We are pleased to announce the Study Paper by Julian Yaw Adom Osei-Bonsu on the topic

Half a Century Later: The Costs of European Development Policy on Grappling African Industries

to be published.

Julian Osei-Bonsu studied European and European Legal Studies at the Europa-Kolleg Hamburg, where he received his Master of Arts in 2021. Previously, he earned a Bachelor of Arts with Honors in French and Law from the University of Stirling in the United Kingdom. His research interests include coming to terms with colonial past.


This paper examines the EU’s external policies in Africa and, for the most part, analyses the areas, where these strategies fall short from ensuring growth and development on the African continent. An overview of Europe’s colonial history in Africa is given, with emphasis on colonialism’s lasting impact still evident on both continents today, and its relevance in the shaping of present policy.
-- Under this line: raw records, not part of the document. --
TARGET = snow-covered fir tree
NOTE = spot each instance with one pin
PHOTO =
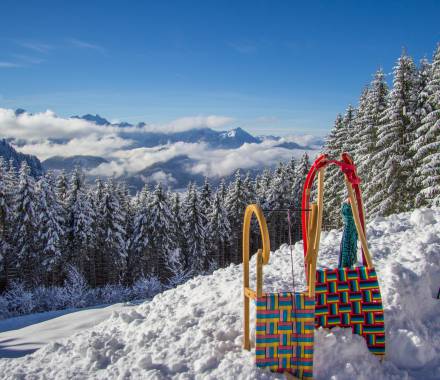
(427, 143)
(26, 226)
(79, 224)
(138, 244)
(195, 230)
(366, 149)
(162, 243)
(50, 235)
(394, 134)
(218, 231)
(236, 203)
(5, 217)
(334, 184)
(113, 227)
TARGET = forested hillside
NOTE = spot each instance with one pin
(56, 222)
(394, 137)
(54, 226)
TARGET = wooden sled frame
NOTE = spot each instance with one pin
(262, 258)
(312, 234)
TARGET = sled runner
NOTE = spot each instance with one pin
(284, 325)
(345, 297)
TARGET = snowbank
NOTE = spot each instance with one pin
(195, 330)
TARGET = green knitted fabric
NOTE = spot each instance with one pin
(348, 250)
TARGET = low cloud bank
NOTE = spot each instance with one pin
(46, 135)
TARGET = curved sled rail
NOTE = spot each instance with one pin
(262, 259)
(347, 167)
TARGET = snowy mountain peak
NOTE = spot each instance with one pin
(195, 330)
(93, 118)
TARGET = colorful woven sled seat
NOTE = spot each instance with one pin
(285, 321)
(345, 297)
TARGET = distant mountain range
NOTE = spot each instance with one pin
(174, 171)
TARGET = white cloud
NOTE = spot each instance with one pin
(304, 140)
(46, 125)
(45, 135)
(35, 46)
(162, 177)
(9, 65)
(208, 161)
(85, 45)
(190, 122)
(93, 145)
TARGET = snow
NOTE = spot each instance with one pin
(22, 335)
(195, 330)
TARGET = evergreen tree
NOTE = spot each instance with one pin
(79, 224)
(222, 189)
(367, 145)
(195, 233)
(138, 264)
(335, 144)
(248, 189)
(394, 137)
(301, 172)
(178, 262)
(262, 190)
(25, 226)
(235, 205)
(5, 217)
(427, 143)
(62, 186)
(50, 228)
(218, 232)
(205, 197)
(162, 244)
(113, 226)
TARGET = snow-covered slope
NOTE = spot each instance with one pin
(195, 330)
(25, 334)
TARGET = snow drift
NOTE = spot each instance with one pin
(195, 330)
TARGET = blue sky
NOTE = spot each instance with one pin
(279, 67)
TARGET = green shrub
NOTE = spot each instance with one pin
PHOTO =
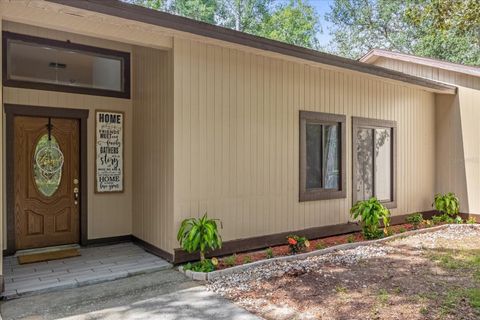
(247, 259)
(415, 219)
(371, 213)
(471, 220)
(206, 265)
(447, 204)
(351, 238)
(458, 220)
(230, 260)
(444, 218)
(297, 244)
(199, 235)
(320, 245)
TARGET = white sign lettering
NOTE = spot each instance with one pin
(109, 151)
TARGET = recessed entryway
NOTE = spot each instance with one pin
(96, 264)
(46, 177)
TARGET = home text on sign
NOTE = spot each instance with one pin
(109, 151)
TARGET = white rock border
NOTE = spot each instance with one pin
(205, 276)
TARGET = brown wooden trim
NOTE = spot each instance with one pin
(125, 56)
(13, 110)
(153, 249)
(373, 54)
(256, 243)
(123, 152)
(358, 122)
(155, 17)
(321, 194)
(109, 240)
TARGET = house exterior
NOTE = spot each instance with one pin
(456, 119)
(119, 122)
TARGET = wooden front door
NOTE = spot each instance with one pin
(46, 181)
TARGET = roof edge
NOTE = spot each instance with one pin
(162, 19)
(372, 55)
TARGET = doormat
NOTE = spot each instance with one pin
(47, 256)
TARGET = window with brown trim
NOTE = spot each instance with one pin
(322, 156)
(46, 64)
(374, 160)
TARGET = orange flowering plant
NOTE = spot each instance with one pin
(297, 243)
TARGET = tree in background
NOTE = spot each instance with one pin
(295, 23)
(361, 25)
(447, 29)
(244, 15)
(442, 29)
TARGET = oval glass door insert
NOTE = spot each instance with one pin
(47, 165)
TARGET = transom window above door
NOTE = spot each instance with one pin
(374, 160)
(45, 64)
(322, 156)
Turning to the EU-African relationship of the twenty-first century, the study assesses the EU’s current policies, designed to help Africa grow and develop. These take the shape of Economic Partnership Agreements (EPAs), as well as funds for developmental assistance. Criticised for not being development-enhancing and taking on “neo-colonial” forms, African countries begin to increasingly turn to other emerging actors for cooperation and assistance. Even though, the new partners present a welcome alternative for Africa’s development, especially in aiding in the continent’s industrialisation, they too are assessed as being driven by their own interests of accessing African markets and resources, as well as establishing political spheres of influence. The study concludes that Africa must devise its own methods best suited to the African context.